SAS SpeedyStore – are you taking backups of your Singlestore database?

Introduction

Taking backups and making sure that these backups are stored securely is an important aspect of taking good care of your applications. This doesn’t seem like rocket science but having a proper backup strategy in place is not as easy as it seems.

Here are some examples of things that may go wrong

Storing a backup of an application on the same server where the application is running.
Not having tested the backup of an application by going through a restore of said application.
It’s running on the cloud, backups are taken care of automatically, right?

As SAS administrators you are familiar with how to create backups and how to restore the backups of the SAS Viya platform. And of course, you have a proper backup strategy in place to make sure the SAS Viya platform will be running smoothly. But with the addition of Singlestore to the SAS Viya platform there is another component that requires your attention with regards to backups as a SAS Administrator.
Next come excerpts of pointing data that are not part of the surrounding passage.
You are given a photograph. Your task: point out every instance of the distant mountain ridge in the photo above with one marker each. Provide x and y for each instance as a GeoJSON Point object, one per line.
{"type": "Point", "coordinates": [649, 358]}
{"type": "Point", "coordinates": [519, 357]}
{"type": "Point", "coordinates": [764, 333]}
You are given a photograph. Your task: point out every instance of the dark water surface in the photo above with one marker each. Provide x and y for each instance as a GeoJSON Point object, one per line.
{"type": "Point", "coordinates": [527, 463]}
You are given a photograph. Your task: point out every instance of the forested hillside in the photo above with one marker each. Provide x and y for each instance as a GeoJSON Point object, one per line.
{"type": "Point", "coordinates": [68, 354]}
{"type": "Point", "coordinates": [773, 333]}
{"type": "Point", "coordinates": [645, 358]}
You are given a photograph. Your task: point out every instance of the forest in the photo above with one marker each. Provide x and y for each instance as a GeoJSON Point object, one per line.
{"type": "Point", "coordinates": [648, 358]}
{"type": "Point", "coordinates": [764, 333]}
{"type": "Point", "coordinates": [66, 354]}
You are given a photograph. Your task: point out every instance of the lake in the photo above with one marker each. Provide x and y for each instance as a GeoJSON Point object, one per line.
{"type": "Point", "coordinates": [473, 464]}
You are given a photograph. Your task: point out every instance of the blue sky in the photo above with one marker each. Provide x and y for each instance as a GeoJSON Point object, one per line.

Are you already making backups of Singlestore? In this blog I’d like to have a closer look at the options that are available for making a backup of Singlestore databases and discuss some of the pros and cons that come with these options. And I will end by providing an example of how to configure SAS SpeedyStore to take a backup on Azure Blob Storage.

Local or unlimited database

Singlestore makes a distinction between two different types of databases:

Local database: data within a database is kept on disk.
Unlimited storage: data within the database is backed by object storage and only data that is accessed frequently is kept on disk.

It’s important to understand the distinction between these two types of databases. Because from a backup and restore perspective these are treated differently.

Unlimited storage

An unlimited storage database allows you to use point in time recovery to restore your unlimited storage database to a specific point in time. It doesn’t use any backups for that. It relies upon the unlimited storage feature in Singlestore and leverages the blobs stored in the object storage. More information on this topic can be found here.

Local databases

A local database can be backed up and restored using the backup and recovery procedures available within Singlestore. Creating a backup of a database is something that needs to be configured and is not set up out of the box. Similarly recovering a database is also not set up out of the box by default.

The above highlights the differences between these two types of databases and how these differ in their backup and recovery strategies

The remainder of this blog will focus on making and restoring backups for local databases.

How to make a backup of local databases

There are currently two different methods to create a backup of a Singlestore local database. This can be achieved either by using the Singlestore Operator or using the backup SQL command.

Before having a closer look at each of these methods, please be aware that the sdb-admin tool mentioned under the backup and restore section in the Singlestore documentation, to create a backup doesn’t work against a Kubernetes deployment.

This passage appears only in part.